Paradoxically, or at any rate surprisingly, the sun is powered by the weak force.

It is fueled by particle decay. If you want to witness nuclear fusion, then take a look at the sun. Ah, but you can't. Even at a distance of ninety million miles, it still hurts the eye. A thermonuclear detonation gives rise to temperatures appreciably greater than those to be found in the sun's core-or anywhere else in the universe, except for transient phenomena like exploding stars. At the Section one time, Dad showed me a film of a steel ball undergoing a significant fraction of this superstellar heat. It liquefies, and bubbles, like boiling water. And now the lake looks like boiling steel, what with the sun piling into it day after day.

Harriet, they tell me, was a premature baby. Well she has certainly made up for lost time. Many people believe that schizophrenia is a postadolescent occurrence. They are mistaken. An infant can show schizophrenic symptoms at a mere eight weeks.
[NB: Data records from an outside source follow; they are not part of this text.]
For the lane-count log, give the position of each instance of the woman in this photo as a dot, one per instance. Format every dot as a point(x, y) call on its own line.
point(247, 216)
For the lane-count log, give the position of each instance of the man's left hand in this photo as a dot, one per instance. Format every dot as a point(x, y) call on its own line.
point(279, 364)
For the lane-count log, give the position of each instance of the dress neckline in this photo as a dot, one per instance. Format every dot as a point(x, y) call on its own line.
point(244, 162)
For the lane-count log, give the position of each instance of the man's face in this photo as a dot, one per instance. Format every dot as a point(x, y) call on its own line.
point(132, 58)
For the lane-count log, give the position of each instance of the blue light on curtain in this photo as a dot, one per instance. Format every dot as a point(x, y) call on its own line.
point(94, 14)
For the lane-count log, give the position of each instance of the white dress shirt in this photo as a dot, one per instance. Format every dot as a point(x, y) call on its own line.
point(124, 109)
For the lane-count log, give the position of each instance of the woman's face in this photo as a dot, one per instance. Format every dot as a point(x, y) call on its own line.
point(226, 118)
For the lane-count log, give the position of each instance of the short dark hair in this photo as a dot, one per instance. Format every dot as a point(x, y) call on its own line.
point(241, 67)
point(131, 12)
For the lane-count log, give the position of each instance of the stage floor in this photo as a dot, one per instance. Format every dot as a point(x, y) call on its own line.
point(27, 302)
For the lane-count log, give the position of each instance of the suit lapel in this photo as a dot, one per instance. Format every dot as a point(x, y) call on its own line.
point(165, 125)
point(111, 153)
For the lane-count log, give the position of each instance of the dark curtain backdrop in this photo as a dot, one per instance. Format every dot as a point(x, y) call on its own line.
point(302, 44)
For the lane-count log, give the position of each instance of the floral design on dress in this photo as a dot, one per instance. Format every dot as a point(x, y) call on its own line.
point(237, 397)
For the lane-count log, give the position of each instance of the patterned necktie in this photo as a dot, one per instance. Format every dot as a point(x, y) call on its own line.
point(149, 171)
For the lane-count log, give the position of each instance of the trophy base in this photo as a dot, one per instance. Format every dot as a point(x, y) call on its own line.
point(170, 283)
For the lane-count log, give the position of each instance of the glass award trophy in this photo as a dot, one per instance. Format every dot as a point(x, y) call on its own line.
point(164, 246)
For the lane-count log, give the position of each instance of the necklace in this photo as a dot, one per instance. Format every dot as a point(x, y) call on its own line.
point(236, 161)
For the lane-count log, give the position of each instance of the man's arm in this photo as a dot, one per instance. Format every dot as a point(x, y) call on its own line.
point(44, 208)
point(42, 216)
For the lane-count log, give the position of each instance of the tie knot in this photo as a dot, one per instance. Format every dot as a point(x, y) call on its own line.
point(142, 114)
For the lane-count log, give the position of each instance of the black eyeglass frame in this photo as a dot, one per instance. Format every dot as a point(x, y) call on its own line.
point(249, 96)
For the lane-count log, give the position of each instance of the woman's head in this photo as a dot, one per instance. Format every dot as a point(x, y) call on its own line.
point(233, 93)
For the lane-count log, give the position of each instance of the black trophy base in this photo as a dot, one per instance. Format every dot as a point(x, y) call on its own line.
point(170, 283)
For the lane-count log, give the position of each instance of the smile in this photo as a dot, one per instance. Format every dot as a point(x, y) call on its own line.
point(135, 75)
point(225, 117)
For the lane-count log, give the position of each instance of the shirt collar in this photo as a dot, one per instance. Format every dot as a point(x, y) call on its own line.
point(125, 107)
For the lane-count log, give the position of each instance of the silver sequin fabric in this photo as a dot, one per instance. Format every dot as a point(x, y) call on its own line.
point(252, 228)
Harriet is eight months gone now and the condition is already far advanced. I'm afraid she is more or less a classic case.

Deviant pattern of receptor preferences. If you give her a rattle or a toy or anything else, what does she do? She shakes it, sniffs it, and puts it in her mouth. Thus the higher functions of vision and audition are rejected in favor of touch, taste, and smell.
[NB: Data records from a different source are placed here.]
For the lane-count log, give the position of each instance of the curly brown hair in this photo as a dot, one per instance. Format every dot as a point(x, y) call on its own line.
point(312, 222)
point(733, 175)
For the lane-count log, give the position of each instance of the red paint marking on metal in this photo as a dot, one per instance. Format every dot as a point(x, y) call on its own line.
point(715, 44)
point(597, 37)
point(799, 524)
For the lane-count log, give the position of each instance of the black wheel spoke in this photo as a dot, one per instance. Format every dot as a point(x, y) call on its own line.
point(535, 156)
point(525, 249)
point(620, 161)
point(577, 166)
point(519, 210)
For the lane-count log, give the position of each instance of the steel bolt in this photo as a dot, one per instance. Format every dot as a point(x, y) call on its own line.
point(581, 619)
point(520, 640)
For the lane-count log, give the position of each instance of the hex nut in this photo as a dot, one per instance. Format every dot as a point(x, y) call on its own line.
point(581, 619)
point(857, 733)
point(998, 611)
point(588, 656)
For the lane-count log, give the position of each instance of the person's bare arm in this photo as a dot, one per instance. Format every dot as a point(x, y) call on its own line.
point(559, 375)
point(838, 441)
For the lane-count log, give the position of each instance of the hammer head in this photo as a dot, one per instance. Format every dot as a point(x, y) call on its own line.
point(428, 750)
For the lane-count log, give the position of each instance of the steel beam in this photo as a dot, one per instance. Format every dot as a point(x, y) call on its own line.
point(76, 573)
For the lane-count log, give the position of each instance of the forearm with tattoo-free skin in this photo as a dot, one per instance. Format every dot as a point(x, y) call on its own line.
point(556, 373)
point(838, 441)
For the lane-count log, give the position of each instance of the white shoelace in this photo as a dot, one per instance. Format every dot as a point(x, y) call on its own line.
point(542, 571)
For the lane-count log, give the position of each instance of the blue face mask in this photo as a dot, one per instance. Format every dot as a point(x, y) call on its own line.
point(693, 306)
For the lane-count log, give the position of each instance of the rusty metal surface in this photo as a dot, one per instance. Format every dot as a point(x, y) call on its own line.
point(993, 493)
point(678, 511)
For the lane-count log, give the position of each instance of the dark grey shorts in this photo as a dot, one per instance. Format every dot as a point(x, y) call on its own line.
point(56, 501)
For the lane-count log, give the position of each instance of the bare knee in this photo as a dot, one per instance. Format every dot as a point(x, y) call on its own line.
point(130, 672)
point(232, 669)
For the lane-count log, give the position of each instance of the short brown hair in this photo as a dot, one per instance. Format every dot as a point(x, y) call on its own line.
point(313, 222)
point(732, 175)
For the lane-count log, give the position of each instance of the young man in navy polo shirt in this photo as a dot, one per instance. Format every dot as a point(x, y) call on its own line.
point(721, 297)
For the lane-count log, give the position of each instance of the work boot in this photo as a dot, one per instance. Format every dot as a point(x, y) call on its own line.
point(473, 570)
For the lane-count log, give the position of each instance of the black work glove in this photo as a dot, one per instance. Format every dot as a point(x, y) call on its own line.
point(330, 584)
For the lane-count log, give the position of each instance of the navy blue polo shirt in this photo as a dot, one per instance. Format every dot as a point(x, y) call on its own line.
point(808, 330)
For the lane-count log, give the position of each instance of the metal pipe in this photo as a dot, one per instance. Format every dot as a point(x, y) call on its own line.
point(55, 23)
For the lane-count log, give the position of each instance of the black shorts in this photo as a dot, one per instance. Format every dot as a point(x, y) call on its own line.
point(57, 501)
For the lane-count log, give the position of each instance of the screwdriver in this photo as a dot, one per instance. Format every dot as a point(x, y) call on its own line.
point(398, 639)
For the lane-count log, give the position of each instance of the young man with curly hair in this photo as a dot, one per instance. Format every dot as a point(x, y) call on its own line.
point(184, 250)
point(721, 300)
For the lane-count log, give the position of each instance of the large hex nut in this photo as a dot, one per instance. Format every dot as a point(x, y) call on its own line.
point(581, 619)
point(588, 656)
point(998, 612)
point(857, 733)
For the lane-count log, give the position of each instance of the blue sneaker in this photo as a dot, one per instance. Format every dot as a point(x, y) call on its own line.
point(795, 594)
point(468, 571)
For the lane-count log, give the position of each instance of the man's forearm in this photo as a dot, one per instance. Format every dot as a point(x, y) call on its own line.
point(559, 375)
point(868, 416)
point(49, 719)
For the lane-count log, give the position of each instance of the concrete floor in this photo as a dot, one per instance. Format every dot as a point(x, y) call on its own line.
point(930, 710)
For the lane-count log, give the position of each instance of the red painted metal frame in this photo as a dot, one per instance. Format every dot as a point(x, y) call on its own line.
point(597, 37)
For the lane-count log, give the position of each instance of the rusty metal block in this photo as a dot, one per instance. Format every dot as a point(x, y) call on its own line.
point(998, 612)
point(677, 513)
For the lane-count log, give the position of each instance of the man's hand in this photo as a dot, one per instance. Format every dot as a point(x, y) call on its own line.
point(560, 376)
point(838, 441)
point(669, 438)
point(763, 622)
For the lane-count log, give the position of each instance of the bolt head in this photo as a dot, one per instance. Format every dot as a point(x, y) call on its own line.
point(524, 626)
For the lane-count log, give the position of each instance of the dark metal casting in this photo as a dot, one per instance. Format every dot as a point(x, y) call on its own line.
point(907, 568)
Repetitive and stereotyped behavioral patterns. For meaninglessly long periods she bangs on flat surfaces with her palms. She shows a tragic failure to learn from her own errors. While babbling, she indulges in a random series of identical noises-then forgets them and starts making new ones!

Faulty depth perception. The baby shows early signs of deviant ambulation. She falls over all the time and bumps into things because, to her, spatial relationships are unstable and contingent.
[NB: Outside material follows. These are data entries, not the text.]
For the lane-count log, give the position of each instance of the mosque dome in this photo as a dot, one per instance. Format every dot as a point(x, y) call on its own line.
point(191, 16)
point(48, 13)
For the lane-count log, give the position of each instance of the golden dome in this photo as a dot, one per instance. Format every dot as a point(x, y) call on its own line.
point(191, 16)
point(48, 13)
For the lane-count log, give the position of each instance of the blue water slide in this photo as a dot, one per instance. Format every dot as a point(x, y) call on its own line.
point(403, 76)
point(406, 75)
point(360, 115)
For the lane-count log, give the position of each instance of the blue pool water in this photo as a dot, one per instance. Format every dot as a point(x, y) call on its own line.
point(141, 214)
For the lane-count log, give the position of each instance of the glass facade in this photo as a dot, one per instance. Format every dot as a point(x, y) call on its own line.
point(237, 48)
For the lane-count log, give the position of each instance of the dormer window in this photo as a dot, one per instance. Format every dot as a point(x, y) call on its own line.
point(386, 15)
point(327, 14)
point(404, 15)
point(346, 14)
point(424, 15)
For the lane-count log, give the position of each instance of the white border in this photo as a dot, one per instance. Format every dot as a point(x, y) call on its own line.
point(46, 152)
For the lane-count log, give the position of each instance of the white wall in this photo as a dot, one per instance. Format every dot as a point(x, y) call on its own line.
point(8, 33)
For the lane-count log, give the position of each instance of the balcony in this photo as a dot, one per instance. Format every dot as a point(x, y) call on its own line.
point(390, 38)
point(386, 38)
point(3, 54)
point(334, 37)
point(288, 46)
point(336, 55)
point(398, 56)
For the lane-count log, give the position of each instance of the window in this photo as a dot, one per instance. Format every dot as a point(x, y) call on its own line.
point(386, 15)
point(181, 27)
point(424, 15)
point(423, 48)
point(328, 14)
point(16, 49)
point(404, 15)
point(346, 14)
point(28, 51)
Motor-normalcy loss and abrupt personality mutation. Often when Fran is trying to change her or clothe her or feed her or wipe her or indeed do anything which requires the baby's passive cooperation, Harriet will suddenly resist. She will go stiff, or flaccid, thus characteristically alternating between the rigid and the overrelaxed.

I could go on: time disperception, the way she often interprets humor as insult, her interludes of excessive affection, the hypomania that prevents her from sleeping. Of course, the baby is perfectly well aware that I am onto her, and that is why she has turned against me at night. She has deceived her parents very cleverly-schizophrenics often show great cunning-and I don't think either Fran or Ned suspects for a moment that the baby can talk.

Ned's Diary

August 1, A pinch and a punch, the first of the month. Born four weeks early on New Year's Day, the baby is now two-thirds of a year old. Keep it up, Hattie… Fran tells me of a rather spooky conversation she had with Dan. It happened while she was feeding the baby in the living room. Apparently Dan starts in by saying that he thinks he's a homosexual! Just blurts it out. Strange, the new precocity -they all feel they're wised-up in their heads. Fran asked him his reasons for thinking this and Dan shrugged, admitting that he had never had a homosexual experience or encounter of any kind. He said it was to do with his "histamine count"-at least, that's how Fran remembers it. Also he accidentally busted her in the tub the other day. Fran says he was out of that door like a scalded cat. Now he leaves the room or turns his chair around whenever Fran hikes her shirt to give the baby a suck. He does say the damnedest things, and not all of them are off the wall by any means-he's bright, no question about it. This morning at breakfast I was fanning myself and scratching my hair over some new baby-battering atrocity in the newspaper and I said-Is it just me, or the media, or is there a boom in child abuse?